Today, instead of offshoring, the buzz words are “in-shoring,” “near-shoring,” and “localization of production.”  One of the major costs in manufacturing is logistics, so shortening supply lines makes good financial sense, on top of other considerations. There are major advantages to proximity.

But that doesn’t mean all production needs to return to the U.S., nor can it. No one knows better than the machine shop owner how hard it is to find competent—and young—precision machine operators and hardware engineers here in the U.S. Rather, the key word should be “regionalization,” and that includes Mexico and the rest of the Americas.

“There has never been any question in my mind that the world is evolving into this ‘in-region, for-region’ production model as it relates to manufacturing,” Ryan says. “That’s the model that makes the most sense in the long run as landed costs around the world start to balance out. So the question isn’t whether that’s the direction we’re headed, it’s how fast will we get there?”

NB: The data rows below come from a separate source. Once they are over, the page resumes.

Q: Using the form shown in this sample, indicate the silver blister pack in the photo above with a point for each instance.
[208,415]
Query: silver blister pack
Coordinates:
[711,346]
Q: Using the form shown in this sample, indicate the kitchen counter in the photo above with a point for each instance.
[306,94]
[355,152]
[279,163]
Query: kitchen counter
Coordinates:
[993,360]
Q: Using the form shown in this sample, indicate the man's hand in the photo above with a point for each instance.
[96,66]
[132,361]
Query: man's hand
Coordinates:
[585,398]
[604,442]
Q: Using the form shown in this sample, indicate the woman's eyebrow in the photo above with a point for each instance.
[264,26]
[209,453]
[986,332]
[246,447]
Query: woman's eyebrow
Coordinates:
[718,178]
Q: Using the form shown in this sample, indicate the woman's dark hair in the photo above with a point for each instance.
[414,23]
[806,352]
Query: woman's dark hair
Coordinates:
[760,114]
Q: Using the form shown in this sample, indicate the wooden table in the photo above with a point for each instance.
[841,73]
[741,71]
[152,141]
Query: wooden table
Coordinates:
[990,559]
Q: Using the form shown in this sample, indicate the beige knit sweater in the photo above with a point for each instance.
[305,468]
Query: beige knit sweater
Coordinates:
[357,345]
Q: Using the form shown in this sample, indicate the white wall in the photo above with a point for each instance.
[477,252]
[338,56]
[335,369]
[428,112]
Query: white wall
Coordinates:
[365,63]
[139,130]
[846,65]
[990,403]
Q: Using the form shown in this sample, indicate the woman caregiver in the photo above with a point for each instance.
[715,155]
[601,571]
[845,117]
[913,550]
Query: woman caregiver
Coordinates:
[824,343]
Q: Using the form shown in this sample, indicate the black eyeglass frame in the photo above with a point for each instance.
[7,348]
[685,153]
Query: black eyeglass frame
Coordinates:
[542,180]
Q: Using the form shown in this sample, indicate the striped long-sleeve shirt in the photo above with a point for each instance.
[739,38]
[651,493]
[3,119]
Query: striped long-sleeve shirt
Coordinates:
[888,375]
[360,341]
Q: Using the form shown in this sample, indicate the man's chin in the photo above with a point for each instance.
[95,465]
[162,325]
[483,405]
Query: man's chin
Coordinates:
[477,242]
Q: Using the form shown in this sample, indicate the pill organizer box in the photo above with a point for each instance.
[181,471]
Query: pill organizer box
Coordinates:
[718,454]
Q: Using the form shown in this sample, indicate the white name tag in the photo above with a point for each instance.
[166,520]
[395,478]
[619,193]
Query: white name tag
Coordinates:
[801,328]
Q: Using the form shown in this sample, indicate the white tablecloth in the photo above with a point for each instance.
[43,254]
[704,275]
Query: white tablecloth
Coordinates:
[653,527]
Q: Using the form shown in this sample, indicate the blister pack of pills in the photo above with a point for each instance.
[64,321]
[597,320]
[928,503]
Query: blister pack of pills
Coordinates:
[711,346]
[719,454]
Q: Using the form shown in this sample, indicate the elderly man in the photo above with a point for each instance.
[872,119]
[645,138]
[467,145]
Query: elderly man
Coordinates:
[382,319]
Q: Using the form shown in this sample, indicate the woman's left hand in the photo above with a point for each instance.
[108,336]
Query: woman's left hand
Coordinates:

“When you think about how large the supply chain is and how many technical resources you need and have access to and how much skilled labor exists in this country, you very quickly get to the point where you realize either you have to invest super heavily in those things here or recognize that our regional partners like Mexico need to play a more meaningful role in this,” he says. “Our supply chains will need to extend deep into Central America, perhaps South America as well.”

Don’t Be Afraid of the Dark

That may be a big mental hurdle for some small shop owners to overcome, Ryan said, but they must if they hope to improve their supply chains and remain competitive.

“We often see founder-owners who have only operated in the U.S. and have a stereotypical aversion to doing anything outside the U.S.,” he says. “We see a huge risk aversion to even considering a low-cost country. I’m talking specifically about Mexico. But if you want to be progressive you should be thinking about whether there are pieces of your business that could be more efficiently and effectively serviced in a low-cost region. I point to Mexico as our low-cost partner because the logistics are easiest. Despite what you read in the news there are some very safe places to do business, and there are some very good partners you can find. I would also consider intellectual property theft less of an issue in Mexico than in Asia.”

Ryan’s message is simple: “Don’t be afraid of the dark. Explore your options. You don’t have to move your operation lock, stock and barrel to another country, but consider that pieces of your operation may be more effectively and efficiently serviced in a neighboring country like Mexico. If automakers and health care providers can be successful in our neighbor, so can you, and there’s no reason why you shouldn’t try to take advantage of some of that.” Costa Rica, Honduras, Puerto Rico, and the Dominican Republic are also viable options, he says, but “Mexico is right on our border and has the richest labor pool. There is no question that Mexico will be a legitimate winner in all of this.”

For Ryan, regionalizing your supply chains outside the U.S. makes your business stronger here at home.  “One of the reasons you have to think about reshoring and regionalization is it makes you as an American producer more powerful and more competitive on a consistent basis,” Ryan concludes. “That may be a way you can future-proof the competitiveness of your U.S. footprint as well.”